As physicians sought to start practices in or move to postreform Texas, the Texas Medical Board (TMB) faced a backlog of applications that peaked at more than 2,700 pending in March 2007. Back in 2003, it took only a month or two to process a new application; by 2007, it was taking more than 6 months to process “clean” applicants, and more than 9 months to process others.

To keep these new physicians interested in Texas, something needed to be done quickly. The Texas Health Institute (THI), a 501(c)3 organization, received grants from several sources including TMLT and Texans Allied for Patient Access, the medical liability reform organization that had been formed in 2003. With those funds, the THI awarded a grant to the TMB, enabling the hiring of five temporary licensure specialists. The additional staff could help reduce the licensing backlog while legislation to fully fund the TMB was pending.

The Legislature responded by passing HB15 as a $1.8 million supplemental appropriations measure to fund additional processors and information technology, and to repay an emergency advance to the TMB authorized by the governor of more than $1 million.
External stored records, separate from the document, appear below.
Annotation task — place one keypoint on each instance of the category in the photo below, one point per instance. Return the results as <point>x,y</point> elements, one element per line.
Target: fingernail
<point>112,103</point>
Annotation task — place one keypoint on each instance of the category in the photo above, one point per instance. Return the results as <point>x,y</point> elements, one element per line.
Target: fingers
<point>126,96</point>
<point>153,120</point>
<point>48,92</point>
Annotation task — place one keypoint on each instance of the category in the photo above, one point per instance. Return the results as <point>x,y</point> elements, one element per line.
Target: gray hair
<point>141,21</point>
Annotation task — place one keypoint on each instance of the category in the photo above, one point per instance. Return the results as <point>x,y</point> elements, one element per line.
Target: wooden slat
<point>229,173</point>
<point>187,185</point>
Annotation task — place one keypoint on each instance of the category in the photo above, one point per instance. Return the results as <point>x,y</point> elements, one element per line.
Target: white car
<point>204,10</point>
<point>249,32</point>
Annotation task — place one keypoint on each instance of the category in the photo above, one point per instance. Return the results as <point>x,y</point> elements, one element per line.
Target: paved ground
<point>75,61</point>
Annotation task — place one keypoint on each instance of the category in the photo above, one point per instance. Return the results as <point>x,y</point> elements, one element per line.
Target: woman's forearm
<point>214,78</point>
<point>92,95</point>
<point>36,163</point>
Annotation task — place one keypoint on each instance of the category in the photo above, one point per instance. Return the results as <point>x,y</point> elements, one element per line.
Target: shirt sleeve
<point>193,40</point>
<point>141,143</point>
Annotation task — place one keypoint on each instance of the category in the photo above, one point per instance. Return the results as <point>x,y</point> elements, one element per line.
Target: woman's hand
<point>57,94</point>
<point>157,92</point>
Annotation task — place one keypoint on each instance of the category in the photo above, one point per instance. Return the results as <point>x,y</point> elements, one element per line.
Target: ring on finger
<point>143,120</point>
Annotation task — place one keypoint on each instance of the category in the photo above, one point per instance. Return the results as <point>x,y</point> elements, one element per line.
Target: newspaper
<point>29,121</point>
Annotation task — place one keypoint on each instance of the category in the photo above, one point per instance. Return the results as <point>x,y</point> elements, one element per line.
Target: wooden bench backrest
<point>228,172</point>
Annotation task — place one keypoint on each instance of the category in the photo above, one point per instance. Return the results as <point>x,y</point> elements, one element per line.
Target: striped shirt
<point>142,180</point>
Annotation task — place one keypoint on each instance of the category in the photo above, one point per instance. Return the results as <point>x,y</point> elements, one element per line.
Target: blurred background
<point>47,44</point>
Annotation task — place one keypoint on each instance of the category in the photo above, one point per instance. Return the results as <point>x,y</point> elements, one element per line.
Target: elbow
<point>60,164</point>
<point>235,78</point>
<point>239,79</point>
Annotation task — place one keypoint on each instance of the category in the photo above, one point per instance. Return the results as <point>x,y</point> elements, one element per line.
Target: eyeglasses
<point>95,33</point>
As a more permanent fix, HB1, passed in late May, will fully fund this level of activity for the next Biennium, which begins in September.

Facing the consequences
The intended and beneficial consequences of tort reform have exceeded anything that was predicted—in competition, premium reductions, and improved patient access. The “happy problem” of having too many physicians who wanted to practice in Texas was unanticipated. But quick reaction, using all tools at our disposal, means that, within the year, “clean” Texas medical license applications will be processed in less than a month. What the final improvement for Texas patients will be—particularly for access to care—is anyone’s guess, but it sure is looking good.

David Teuscher, MD, is past president of the Texas Orthopaedic Association.